As illustrated in FIG. 4, in the structure of the conventional transfer electrode, in the case where an electrical potential is supplied from a transfer electrode 2 on an insulating substrate 1 to a common electrode (conductive thin film 11) on a counter substrate 10 through a conductive material 9 and the common electrode potential is supplied to the transfer electrode 2 through a conductive metal film 3 formed in the second step of forming a conductive film on the insulating substrate 1, the conductive metal film 3 which is electrically connected to a conductive thin film 6 formed in the last step of forming a conductive film of the insulating substrate 1 via a contact hole 7 on the periphery of the transfer electrode 2, and as shown in FIG. 4, the conductive metal film 3 is provided beneath the conductive thin film 6 in such a manner so as to reach substantially the center portion of opening of the transfer electrode. Accordingly, not only an insulating film 5 which is formed after the step of forming the conductive metal film formed in the first step of forming a conductive film on the insulating substrate 1, but also an insulating film 4 which is formed after the step of forming the conductive metal film 3, are respectively provided beneath the conductive thin film 6 of the transfer electrode; thus, the film thickness of the laminated layer in the center portion of the transfer electrode is allowed to have the same film thickness as the peripheral portion thereof.
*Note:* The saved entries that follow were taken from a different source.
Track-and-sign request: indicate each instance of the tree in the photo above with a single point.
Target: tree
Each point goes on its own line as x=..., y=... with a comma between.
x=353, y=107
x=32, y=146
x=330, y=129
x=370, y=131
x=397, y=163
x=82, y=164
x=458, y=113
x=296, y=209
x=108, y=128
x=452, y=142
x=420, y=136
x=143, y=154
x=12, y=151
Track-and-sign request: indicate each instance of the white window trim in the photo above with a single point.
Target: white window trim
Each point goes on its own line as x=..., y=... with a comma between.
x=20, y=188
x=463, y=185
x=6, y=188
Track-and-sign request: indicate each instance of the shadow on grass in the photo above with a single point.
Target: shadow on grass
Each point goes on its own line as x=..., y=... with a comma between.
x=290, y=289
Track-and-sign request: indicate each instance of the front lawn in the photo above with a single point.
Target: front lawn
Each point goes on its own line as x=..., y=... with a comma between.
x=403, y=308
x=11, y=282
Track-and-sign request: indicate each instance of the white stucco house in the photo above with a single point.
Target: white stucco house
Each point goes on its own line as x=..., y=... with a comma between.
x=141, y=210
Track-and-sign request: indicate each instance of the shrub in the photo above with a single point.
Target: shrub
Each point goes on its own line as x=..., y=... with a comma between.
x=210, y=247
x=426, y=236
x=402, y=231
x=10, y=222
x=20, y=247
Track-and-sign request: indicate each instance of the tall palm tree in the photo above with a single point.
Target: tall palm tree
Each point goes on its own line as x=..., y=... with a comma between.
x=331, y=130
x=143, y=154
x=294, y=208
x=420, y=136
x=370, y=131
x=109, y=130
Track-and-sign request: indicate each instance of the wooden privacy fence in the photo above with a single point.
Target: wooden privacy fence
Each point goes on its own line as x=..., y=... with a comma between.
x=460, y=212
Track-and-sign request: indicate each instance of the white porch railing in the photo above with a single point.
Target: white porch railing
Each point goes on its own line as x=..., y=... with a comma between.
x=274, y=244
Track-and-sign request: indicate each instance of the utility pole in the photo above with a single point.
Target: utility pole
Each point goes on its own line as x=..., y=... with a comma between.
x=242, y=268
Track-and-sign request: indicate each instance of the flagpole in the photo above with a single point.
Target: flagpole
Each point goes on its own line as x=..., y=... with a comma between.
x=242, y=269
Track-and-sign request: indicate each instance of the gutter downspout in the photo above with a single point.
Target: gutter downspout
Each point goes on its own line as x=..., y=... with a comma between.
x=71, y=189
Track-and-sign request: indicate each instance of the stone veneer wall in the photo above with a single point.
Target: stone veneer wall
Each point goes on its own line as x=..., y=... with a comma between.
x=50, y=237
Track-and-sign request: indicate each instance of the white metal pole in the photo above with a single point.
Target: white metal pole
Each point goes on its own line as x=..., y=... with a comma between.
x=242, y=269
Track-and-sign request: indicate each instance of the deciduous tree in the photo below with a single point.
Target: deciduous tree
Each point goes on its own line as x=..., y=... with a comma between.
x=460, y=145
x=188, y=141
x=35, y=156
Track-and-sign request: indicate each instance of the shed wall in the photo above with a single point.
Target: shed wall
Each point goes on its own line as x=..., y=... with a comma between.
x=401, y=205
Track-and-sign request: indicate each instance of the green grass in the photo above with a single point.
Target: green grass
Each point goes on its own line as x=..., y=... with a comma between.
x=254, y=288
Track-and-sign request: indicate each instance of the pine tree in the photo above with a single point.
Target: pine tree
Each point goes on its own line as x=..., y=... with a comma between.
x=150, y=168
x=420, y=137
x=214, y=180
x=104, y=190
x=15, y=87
The above-mentioned conventional arrangement has exemplified the case where a common electrode potential is supplied to the transfer electrode through the conductive metal film 3 formed in the second step of forming a conductive film on the insulating substrate 1. Also in the case where the electrical potential is supplied to the transfer electrode through another conductive metal film, the conductive metal film and the insulating film are provided so as to reach substantially the center portion of the opening of the transfer electrode; therefore, the film thickness of the laminated layer in the center portion of the transfer electrode is allowed to have the same film thickness as the peripheral portion thereof.
However, in the above-mentioned construction where the film thickness of the laminated layer in the center portion of the transfer electrode is allowed to have the same film thickness as the peripheral portion thereof, in the case where, upon joining to the counter substrate, compressive deformation of a conductive material applied to the transfer electrode is insufficient, the cell gap in the vicinity of the transfer electrode tends to become thicker. As a result, a change in the panel transmittance locally occurs; this causes irregularity in luminance, resulting in degradation in the yield, and in the case when an attempt is made to confirm deformation under compression of the conductive material from the rear face side, since the gap portion of the metal film is small and since the insulating films are interpolated, it is difficult to make an appropriate confirmation.
The present invention has been made so as to solve the above-mentioned problems, and its objective is to make the cell gap in the vicinity of the transfer electrode uniform so that the local change in the panel transmittance is prevented, the uniformity of luminance is improved, and the yield is also improved. Moreover, the gap portion between the metal films is made greater and the insulating film is not interpolated in the gap portion; thus, it is possible to easily confirm deformation under compression of the conductive material from the rear face side of the array substrate.